Monday, October 27, 2014

"What Is It About Islam That Attracts These People?"

Roger L. Simon asks the right question (the one infidel authorities, with their "workplace violence" and "lone wolf" euphemisms, are loath to pose).

1 comment:

Unknown said...

How is that any different than asking what is it about Christianity that attracted people responsible for violence in the Spanish Inquisition, Irish Catholic and Protestant unrest or the Crusades? Or what is it about Christianity that attracts John Allen Burt (the Christian spiritual adviser) to anti-abortion convicted murderers Michael Griffin and Paul Hill?

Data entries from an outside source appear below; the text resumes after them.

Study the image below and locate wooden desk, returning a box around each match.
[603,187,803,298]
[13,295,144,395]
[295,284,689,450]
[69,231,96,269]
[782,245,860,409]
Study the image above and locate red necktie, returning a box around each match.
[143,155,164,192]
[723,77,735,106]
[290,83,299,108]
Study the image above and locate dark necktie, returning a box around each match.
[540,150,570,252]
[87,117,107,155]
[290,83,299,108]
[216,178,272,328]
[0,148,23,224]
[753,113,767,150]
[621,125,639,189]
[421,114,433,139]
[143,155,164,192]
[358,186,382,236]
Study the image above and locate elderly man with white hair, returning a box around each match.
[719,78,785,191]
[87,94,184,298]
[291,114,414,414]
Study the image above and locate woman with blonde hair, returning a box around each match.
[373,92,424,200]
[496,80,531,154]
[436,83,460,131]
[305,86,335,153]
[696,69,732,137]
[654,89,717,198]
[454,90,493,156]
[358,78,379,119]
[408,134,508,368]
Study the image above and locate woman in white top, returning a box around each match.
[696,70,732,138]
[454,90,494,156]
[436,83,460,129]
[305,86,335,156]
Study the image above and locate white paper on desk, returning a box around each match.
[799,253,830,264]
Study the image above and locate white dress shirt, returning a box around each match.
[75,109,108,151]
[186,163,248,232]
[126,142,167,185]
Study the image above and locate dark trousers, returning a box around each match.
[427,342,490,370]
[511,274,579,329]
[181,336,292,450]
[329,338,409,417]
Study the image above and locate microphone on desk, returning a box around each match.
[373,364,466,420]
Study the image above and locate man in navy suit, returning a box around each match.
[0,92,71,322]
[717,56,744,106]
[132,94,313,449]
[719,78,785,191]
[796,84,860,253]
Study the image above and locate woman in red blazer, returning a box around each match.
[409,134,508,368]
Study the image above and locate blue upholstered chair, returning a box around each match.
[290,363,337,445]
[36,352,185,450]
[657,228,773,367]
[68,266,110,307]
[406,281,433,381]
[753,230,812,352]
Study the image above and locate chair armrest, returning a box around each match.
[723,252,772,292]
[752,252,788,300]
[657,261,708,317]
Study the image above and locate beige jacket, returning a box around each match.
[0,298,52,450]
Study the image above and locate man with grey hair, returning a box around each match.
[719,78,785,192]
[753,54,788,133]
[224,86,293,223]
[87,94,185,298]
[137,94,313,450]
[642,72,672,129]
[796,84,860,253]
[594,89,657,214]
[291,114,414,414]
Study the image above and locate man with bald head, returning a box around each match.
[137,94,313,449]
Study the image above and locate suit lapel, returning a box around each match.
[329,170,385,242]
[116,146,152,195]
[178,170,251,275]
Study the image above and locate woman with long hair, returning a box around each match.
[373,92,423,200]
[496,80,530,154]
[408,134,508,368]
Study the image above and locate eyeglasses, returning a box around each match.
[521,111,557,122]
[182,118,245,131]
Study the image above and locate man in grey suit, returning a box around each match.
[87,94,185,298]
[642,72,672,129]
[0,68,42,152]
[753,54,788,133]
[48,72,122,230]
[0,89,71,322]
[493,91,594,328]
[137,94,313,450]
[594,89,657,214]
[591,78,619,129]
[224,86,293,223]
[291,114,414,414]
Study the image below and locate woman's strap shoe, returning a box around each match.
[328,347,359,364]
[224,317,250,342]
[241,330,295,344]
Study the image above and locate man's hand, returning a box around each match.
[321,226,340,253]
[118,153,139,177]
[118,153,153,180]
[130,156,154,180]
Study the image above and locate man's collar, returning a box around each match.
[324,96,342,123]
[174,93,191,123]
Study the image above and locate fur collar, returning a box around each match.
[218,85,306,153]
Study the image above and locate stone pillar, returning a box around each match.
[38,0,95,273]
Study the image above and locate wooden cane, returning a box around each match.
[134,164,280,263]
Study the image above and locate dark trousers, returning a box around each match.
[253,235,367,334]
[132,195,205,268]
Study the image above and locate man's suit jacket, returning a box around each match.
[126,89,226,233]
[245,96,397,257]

Islam is the excuse for violence today, just like different interpretations of Christianity were supposedly responsible for millions of deaths in the past. People of violence flock to whatever justifies their desire to harm others. Blaming Islam or Christianity (words in a book) for the actions that people choose to make seems about as consistent as blaming guns for killing people. The downside is that focusing on guns instead of mental illness distracts us from understanding and preventing mass shootings. Similarly, focusing on Islam at the expense of other causative factors such as a history of drug use with known links to psychotic behaviour isn't helpful either (see Peter Hitchens comments regarding the link between a history of cannabis use and western jihadists -

Acknowledging that the religion is not to blame, does not stop us from accepting that police can and should most efficiently prevent possible terrorist attacks by focusing efforts on radical Islamists. We can also accept that people who have come from Islamic countries may be less likely to hold values such as separation of church and state, free speech and property rights and that immigration from these countries should be secondary to immigration from other countries that share those values. To acknowledge that people who believe in Islam today may be more likely to hold belief incompatible with western values is different from blaming the belief system itself. One is purely a factual statement (x is correlated with y, but that does not mean it is causative), while the other says that x is correlated with y and is causative of y. The latter seems wrong because it implicitly absolves individuals of their choices by blaming the belief system itself.